Between the Acts


The story takes place in a country house somewhere in England, just before the Second World War, over the course of a single day. It is the day when the annual pageant is to be performed on the grounds of the house. The pageant is traditionally a celebration of English history, and it is attended by the entire local community.

The owner of the house is Bartholomew Oliver, a widower and retired Indian Army officer. His sister Lucy Swithin, who is also living in the house, is slightly eccentric but kind. Bartholomew has a son, Giles, who has a job in London and is restless and frustrated. Giles has two children with his wife Isa, who has lost interest in him. Isa is attracted to a local gentleman farmer, Rupert Haines, although the relationship goes no further than eye contact. Mrs. Manresa and her friend William Dodge arrive and stay for the pageant. The pageant has been written by Miss La Trobe, a strange and domineering spinster.

The day is interspersed with events leading up to the pageant. Lucy fusses around making preparations for the decorations and the food. Bartholomew frightens his grandson by jumping out at him from behind a newspaper and then calls him a coward when he cries. Mrs. Manresa flirts provocatively with Bartholomew and Giles. William Dodge, assumed by the others to be homosexual, is the subject of homophobic thoughts by many of the others but is friendly with Lucy.

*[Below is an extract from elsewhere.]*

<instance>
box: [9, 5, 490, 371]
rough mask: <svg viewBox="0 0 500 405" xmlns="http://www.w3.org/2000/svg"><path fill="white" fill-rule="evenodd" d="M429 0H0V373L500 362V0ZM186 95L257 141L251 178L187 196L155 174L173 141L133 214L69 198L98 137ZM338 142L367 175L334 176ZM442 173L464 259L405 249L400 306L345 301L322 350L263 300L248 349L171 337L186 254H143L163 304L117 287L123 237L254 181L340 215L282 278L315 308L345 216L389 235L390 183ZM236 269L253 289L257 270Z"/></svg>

The pageant occurs in the evening, and it has three main parts which are broken up by intermissions, during which the audience members interact with one another. Following a prologue by a child who represents England, the first scene is a Shakespearean scene with romantic dialogue. The second scene is a parody of a restoration comedy, and the third scene is a panorama of Victorian triumph based on a policeman directing the traffic in Hyde Park. The final scene is entitled "Ourselves", at which point Miss La Trobe shocks the audience by having the cast turn mirrors on them.

When the pageant ends and the audience disperses, Miss La Trobe retreats to the village pub and, brooding over what she perceives to be the pageant's failure, begins to plan her next drama. As darkness descends, cloaking the country house, Giles and Isa are left alone, presumably resulting in conflict and reconciliation.